Women who visit emergency rooms after taking abortion pills are more likely to be seen for serious medical problems than their cohorts whose pregnancies end with surgical abortions or live births, according to newly released research.
A peer-reviewed study of Medicaid-eligible women by researchers at the pro-life Charlotte Lozier Institute found they were “significantly more likely to have a severe or critical acuity rating” within 30 days of using the two-drug abortion protocol than were other women seen at ERs.
That includes women who had recently given birth; undergone surgical abortions or visited the emergency room for any reason, a finding based on 2004-15 data in the 17 states where Medicaid covers abortion expenses.
“Consistent with national trends for [Emergency Department] visits, both the number and acuity of ED visits following pregnancy outcomes are increasing,” said the paper published last month in the International Journal of Epidemiology and Public Health Research.
“ED visit acuity following chemical abortion is persistently and significantly higher than for surgical abortion or live birth,” the study concluded.
The paper comes as Lozier’s latest missive in its battle with the U.S. medical establishment over the relative safety of the abortion-pill protocol, now the most popular U.S. method of pregnancy termination.
Using the five-level Ambulatory Payment Classification System, the research found that ER visits coded at the most serious “severe or critical” levels increased as follows: no pregnancy, 101.0%; surgical abortion, 450.6%; abortion pill, 4041.1%, and live birth, 20.9%.
By 2015, 75.7% of visits following abortion-pill usage were rated in the “severe or critical” categories versus 66.1% for surgical abortions; 56.6% for live births, and 54% for no pregnancy.
The two-pill regimen’s increased usage comes as the FDA loosens restrictions on access, including raising the gestational age limit from seven to 10 weeks; making the pills available via telehealth and mail, and eliminating the requirement for three doctor visits, one of which was previously required after taking the pills.
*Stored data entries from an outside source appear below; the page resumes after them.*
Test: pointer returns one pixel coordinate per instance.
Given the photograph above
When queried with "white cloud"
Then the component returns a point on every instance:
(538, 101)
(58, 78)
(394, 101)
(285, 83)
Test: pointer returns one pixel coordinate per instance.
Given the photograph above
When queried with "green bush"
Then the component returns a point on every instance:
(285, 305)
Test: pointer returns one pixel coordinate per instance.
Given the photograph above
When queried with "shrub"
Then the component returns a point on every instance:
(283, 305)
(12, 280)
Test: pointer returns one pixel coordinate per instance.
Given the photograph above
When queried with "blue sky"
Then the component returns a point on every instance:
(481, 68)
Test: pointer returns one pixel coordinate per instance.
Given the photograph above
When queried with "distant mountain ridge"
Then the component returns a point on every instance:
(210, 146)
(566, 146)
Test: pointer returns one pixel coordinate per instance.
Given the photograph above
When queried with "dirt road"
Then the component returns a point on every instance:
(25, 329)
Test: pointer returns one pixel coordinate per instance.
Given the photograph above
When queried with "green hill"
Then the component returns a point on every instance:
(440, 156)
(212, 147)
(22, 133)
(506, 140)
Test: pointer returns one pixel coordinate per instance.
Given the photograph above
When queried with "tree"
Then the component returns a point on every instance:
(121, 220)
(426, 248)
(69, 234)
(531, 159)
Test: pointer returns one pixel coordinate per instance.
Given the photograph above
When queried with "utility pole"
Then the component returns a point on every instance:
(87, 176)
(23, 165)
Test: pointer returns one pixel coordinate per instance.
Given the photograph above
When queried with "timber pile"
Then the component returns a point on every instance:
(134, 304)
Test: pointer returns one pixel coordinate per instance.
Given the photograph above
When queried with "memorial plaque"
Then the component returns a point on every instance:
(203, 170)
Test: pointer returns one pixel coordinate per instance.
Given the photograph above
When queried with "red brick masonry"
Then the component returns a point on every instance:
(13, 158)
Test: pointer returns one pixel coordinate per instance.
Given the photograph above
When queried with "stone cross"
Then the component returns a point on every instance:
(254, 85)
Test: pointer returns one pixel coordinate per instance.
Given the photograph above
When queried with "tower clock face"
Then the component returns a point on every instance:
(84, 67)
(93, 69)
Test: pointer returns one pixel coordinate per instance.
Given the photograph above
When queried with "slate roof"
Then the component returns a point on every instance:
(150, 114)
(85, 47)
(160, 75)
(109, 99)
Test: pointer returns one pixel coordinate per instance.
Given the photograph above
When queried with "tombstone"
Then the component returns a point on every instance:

The result is that emergency rooms are increasingly been left to treat women grappling with excessive bleeding and other complications after taking the mifepristone-and-misoprostol combo, said Dr. Ingrid Skop.
“The reason many women go to emergency rooms is they have no relationship with the abortion provider,” said Dr. Skop, an obstetrician and the institute’s vice president of medical affairs. “There is no provider for them to contact other than our overworked, overstressed, overly expensive emergency-room system.”
The study led by James Studnicki, the institute’s vice president and director of data analytics, also comes with the Lozier researchers fighting a February decision by Sage Publishing to retract three of their papers, including a 2021 study showing more ER visits after abortion-pill procedures than surgical abortions.
The research drew widespread notice after being cited by the Alliance for Hippocratic Medicine in its lawsuit against the FDA’s approval of mifepristone. The Supreme Court ruled in June that the alliance lacked standing to sue the agency.
Those criticizing the paper included Dr. Michael Belmonte, a fellow at the American Academy of Obstetricians and Gynecologists, who said that adverse events are “extremely rare” and that many ER patients are there for “reassurance rather than a true safety concern.”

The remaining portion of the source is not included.